Et c'est à ce moment qu'on a vu arriver sur scène une forte délégation de sans-papiers de l'UL de Massy (les drapeaux en faisaient foi), Raymond Chauveau et Francine Blanche en arrière plan. Standing ovation de la salle. Et c'était parti sur la grande lutte de la CGT, la seule chose que la confédération essaye de se mettre sous la dent comme "victoire" depuis le dernier congrès.
Intervention d'un sans-papiers de l'Isère qui explique comment il a été régularisé grace à la CGT, intervention du porte parole des sans-papiers de Massy appelant à étendre la grève, quasiment à la grève générale des sans-papiers.
Quand on connaît la réalité de la pratique de la confédération à ce propos, quand on voit les mensonges éhontés qu'elle répand à ce propos, quand on voit les scissions que cela commence à provoquer dans le mouvement, on est proprement halluciné par le discours.
Entendons-nous : il est évidemment essentiel de développer la lutte des sans-papiers, et on ne saurait reprocher leur présence à ce congrès, comme d'ailleurs au meeting de rentrée. Mais la mise en scène au congrès confédéral a été une manipulation, et il faut le dire !

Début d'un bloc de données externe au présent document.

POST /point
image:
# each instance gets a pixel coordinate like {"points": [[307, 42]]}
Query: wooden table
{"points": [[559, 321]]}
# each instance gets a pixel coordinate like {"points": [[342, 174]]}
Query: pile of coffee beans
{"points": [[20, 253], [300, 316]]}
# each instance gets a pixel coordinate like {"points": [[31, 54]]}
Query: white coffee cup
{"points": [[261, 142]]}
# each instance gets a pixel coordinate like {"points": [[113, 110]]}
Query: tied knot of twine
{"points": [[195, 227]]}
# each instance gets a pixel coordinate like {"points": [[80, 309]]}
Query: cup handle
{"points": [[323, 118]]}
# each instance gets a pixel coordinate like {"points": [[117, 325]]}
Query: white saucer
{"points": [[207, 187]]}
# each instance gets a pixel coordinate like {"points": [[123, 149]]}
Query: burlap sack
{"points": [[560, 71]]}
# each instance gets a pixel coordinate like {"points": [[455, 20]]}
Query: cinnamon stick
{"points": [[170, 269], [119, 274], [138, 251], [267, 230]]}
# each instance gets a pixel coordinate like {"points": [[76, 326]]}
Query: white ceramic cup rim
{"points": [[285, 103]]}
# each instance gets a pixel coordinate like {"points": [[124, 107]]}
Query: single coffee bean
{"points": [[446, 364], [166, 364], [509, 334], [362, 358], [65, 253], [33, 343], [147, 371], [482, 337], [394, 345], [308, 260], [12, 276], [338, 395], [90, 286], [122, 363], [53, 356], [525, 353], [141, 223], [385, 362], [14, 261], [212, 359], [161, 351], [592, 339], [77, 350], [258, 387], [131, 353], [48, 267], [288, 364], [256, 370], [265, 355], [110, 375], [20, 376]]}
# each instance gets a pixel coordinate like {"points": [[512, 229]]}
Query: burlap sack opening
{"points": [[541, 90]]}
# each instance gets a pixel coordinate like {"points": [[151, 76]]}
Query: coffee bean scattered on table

Les dirigeants confédéraux se moquent de la réalité et ne sont pas à un mensonge près. Leur objectif était clair : en plein débat difficile sur le rapport d'activité, prétendre apporter un résultat, et escamoter l'intervention critique de Delannoy. Et il faut le reconnaître, la plupart des congressistes n'ont vu que du feu à cette mise en scène réglée au millimètre.
Et pour conclure, Daniel Prada au nom de la direction confédérale pouvait même se permettre d'en rajouter une louche en affirmant que la meilleure réponse aux détracteurs avait été donnée par les sans-papiers eux-mêmes au cours du débat !!!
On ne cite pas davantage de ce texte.